Knowledge Transfer from LLMs to Provenance Analysis: A Semantic-Augmented Method for APT Detection
Fei Zuo, Junghwan Rhee, Yung Ryn Choe
TL;DR
This work tackles the challenge of detecting advanced persistent threats (APTs) by enriching provenance-based analysis with semantic augmentation from large language models (LLMs). It introduces a pipeline that pre-processes system provenance data, generates explanatory, semantically enriched event descriptions with GPT-4o, derives contextualized embeddings, reduces dimensionality with Kernel PCA, and applies supervised and semi-supervised detectors.

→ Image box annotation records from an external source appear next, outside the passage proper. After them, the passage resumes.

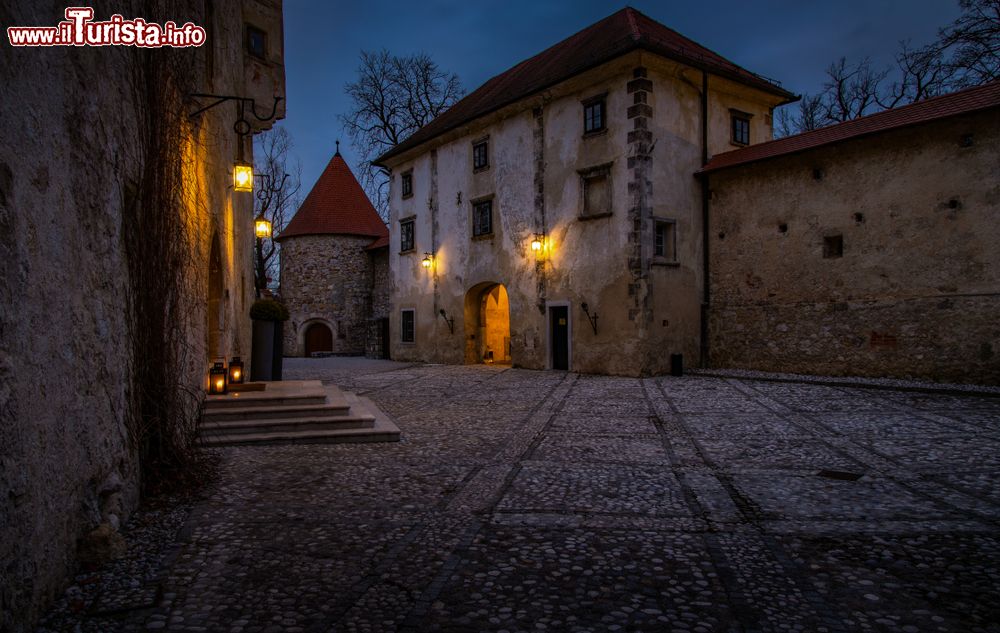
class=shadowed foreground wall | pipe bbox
[0,0,283,632]
[709,109,1000,384]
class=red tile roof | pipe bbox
[698,81,1000,174]
[375,7,798,164]
[276,152,389,240]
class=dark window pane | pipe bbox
[399,220,413,251]
[247,26,267,58]
[583,101,604,133]
[399,310,415,343]
[472,200,493,236]
[472,142,490,169]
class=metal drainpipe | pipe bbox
[700,70,710,368]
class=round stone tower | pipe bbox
[276,150,389,356]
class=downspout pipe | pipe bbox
[700,70,711,369]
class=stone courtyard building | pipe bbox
[0,0,285,632]
[377,8,1000,382]
[276,149,389,358]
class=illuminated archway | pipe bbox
[465,281,510,364]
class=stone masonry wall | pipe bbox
[281,235,372,356]
[0,0,284,633]
[710,109,1000,384]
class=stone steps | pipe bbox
[198,380,399,447]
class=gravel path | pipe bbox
[35,359,1000,633]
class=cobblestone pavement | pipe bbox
[37,361,1000,633]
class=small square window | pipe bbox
[399,215,414,253]
[472,141,490,170]
[399,171,413,198]
[247,24,267,59]
[823,235,844,259]
[399,309,416,343]
[472,200,493,237]
[583,98,605,134]
[733,114,750,145]
[653,220,677,262]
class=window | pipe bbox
[653,219,677,262]
[472,141,490,171]
[247,24,267,59]
[732,111,750,145]
[583,96,605,134]
[823,235,844,259]
[579,164,611,218]
[472,200,493,237]
[399,308,416,343]
[399,171,413,198]
[399,218,414,253]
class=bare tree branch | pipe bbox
[340,49,465,219]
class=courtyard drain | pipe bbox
[816,470,863,481]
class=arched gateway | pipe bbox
[465,281,510,364]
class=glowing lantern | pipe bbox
[233,162,253,191]
[208,361,226,395]
[253,213,271,239]
[229,356,243,385]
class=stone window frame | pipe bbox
[469,194,496,240]
[244,22,268,61]
[580,91,608,138]
[823,233,844,259]
[399,215,417,255]
[472,135,490,174]
[576,161,614,220]
[650,216,680,266]
[399,308,417,345]
[399,169,413,200]
[729,108,753,147]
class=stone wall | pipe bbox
[709,109,1000,384]
[0,0,283,632]
[389,52,788,375]
[281,235,373,356]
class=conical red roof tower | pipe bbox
[276,149,389,246]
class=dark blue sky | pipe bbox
[281,0,959,190]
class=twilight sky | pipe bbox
[281,0,959,197]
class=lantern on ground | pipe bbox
[229,356,243,385]
[208,361,226,396]
[531,233,543,254]
[233,161,253,191]
[253,213,271,240]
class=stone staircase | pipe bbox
[198,380,399,447]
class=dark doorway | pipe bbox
[378,317,389,360]
[305,323,333,356]
[549,306,569,370]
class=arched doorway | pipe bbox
[465,282,511,364]
[205,233,226,361]
[304,323,333,356]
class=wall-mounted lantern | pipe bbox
[208,360,226,396]
[253,213,271,240]
[229,356,243,385]
[233,160,253,191]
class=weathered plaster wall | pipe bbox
[281,235,373,356]
[389,52,775,375]
[0,0,283,632]
[710,110,1000,383]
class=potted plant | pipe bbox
[250,299,288,381]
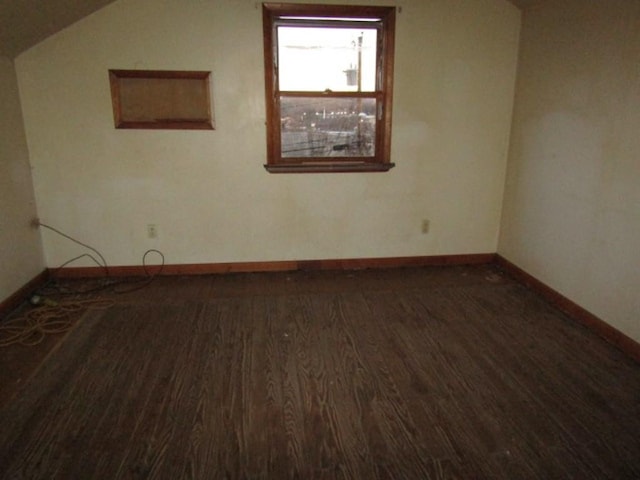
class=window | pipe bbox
[263,3,395,173]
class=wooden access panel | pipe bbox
[109,70,214,130]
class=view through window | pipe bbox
[264,4,395,172]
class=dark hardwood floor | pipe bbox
[0,265,640,479]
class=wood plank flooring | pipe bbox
[0,265,640,479]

Empirical results on the ProvSec dataset show near-perfect supervised precision (up to 99.1%) and strong semi-supervised performance (96.9%), with a case study demonstrating generalization to unseen attacks (ROC AUC 97.56%). The findings indicate that transferring LLM knowledge about system calls, software identity, and execution context into embeddings can substantially improve provenance-based APT detection, offering practical benefits for AI-assisted cybersecurity.
Abstract
Advanced Persistent Threats (APTs) have caused significant losses across a wide range of sectors, including the theft of sensitive data and harm to system integrity. As attack techniques grow increasingly sophisticated and stealthy, the arms race between cyber defenders and attackers continues to intensify. The revolutionary impact of Large Language Models (LLMs) has opened up numerous opportunities in various fields, including cybersecurity. An intriguing question arises: can the extensive knowledge embedded in LLMs be harnessed for provenance analysis and play a positive role in identifying previously unknown malicious events? To seek a deeper understanding of this issue, we propose a new strategy for taking advantage of LLMs in provenance-based threat detection. In our design, the state-of-the-art LLM offers additional details in provenance data interpretation, leveraging their knowledge of system calls, software identity, and high-level understanding of application execution context. The advanced contextualized embedding capability is further utilized to capture the rich semantics of event descriptions. We comprehensively examine the quality of the resulting embeddings, and it turns out that they offer promising avenues. Subsequently, machine learning models built upon these embeddings demonstrated outstanding performance on real-world data. In our evaluation, supervised threat detection achieves a precision of 99.0%, and semi-supervised anomaly detection attains a precision of 96.9%.